Post‑war activity expanded with the formation of 796 Naval Air Squadron on 13 November 1947. Initially an Aircrewman Training School squadron, it was redesignated as Observer School Part II in 1950. The unit operated a variety of aircraft, including the Fairey Barracuda Mk III, Fairey Firefly FR.I, AS.Mk 5, AS.Mk 6, T.Mk 3 and T.Mk 7, and the de Havilland Tiger Moth. A further development in observer training occurred on 17 April 1952 with the formation of 750 Naval Air Squadron, created from elements of 796 Squadron to take responsibility for Observer School Part II. The squadron operated the Fairey Barracuda Mk III.

From January 1953, 738 Naval Air Squadron, part of the School of Naval Air Warfare based at RNAS Culdrose, made use of the station for Aerodrome Dummy Deck Landing training.
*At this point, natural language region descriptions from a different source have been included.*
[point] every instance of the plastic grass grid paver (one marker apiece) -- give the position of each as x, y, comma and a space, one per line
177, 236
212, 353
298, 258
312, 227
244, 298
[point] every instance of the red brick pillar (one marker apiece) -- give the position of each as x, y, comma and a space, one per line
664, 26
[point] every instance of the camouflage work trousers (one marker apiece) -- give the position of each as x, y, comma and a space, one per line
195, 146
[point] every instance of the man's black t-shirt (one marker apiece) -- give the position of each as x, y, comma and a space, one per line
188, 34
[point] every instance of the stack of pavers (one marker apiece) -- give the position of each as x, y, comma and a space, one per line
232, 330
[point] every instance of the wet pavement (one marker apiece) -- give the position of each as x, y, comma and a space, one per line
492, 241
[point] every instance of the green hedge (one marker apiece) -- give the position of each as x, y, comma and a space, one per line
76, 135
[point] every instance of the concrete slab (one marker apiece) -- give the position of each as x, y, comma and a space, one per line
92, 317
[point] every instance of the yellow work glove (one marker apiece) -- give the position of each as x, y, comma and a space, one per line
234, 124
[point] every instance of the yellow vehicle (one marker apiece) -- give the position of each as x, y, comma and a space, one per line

The squadron employed the Hawker Sea Fury FB.11 for this purpose. 796 Squadron left for RNAS Culdrose on 30 November 1953.

==Units==
The following units were here at some point:

- 17th Carrier Air Group
- 21st Carrier Air Group
- No. 82 Gliding School RAF
- 709 Naval Air Squadron
- 715 Naval Air Squadron
- 719 Naval Air Squadron
- 725 Naval Air Squadron
- 736 Naval Air Squadron
- 741 Naval Air Squadron
- 748 Naval Air Squadron
- 750 Naval Air Squadron
- 762 Naval Air Squadron
- 774 Naval Air Squadron
- 787 Naval Air Squadron
- 792 Naval Air Squadron
- 794 Naval Air Squadron
- 796 Naval Air Squadron
- 800 Naval Air Squadron
- 801 Naval Air Squadron
- 802 Naval Air Squadron
- 804 Naval Air Squadron
- 807 Naval Air Squadron
- 808 Naval Air Squadron
- 809 Naval Air Squadron
- 810 Naval Air Squadron
- 813 Naval Air Squadron
- 817 Naval Air Squadron
- 819 Naval Air Squadron
- 820 Naval Air Squadron
- 825 Naval Air Squadron
- 826 Naval Air Squadron
- 828 Naval Air Squadron
- 829 Naval Air Squadron
- 836 Naval Air Squadron
- 837 Naval Air Squadron
- 860 Naval Air Squadron
- 879 Naval Air Squadron
- 880 Naval Air Squadron
- 882 Naval Air Squadron
- 883 Naval Air Squadron
- 884 Naval Air Squadron
- 885 Naval Air Squadron
- 886 Naval Air Squadron
- 887 Naval Air Squadron
- 888 Naval Air Squadron
- 891 Naval Air Squadron
- 893 Naval Air Squadron
- 895 Naval Air Squadron
- 897 Naval Air Squadron
- 1831 Naval Air Squadron
- 1832 Naval Air Squadron
- 1833 Naval Air Squadron

==Current use==
The site is now used for farming and a small amount of aircraft flying.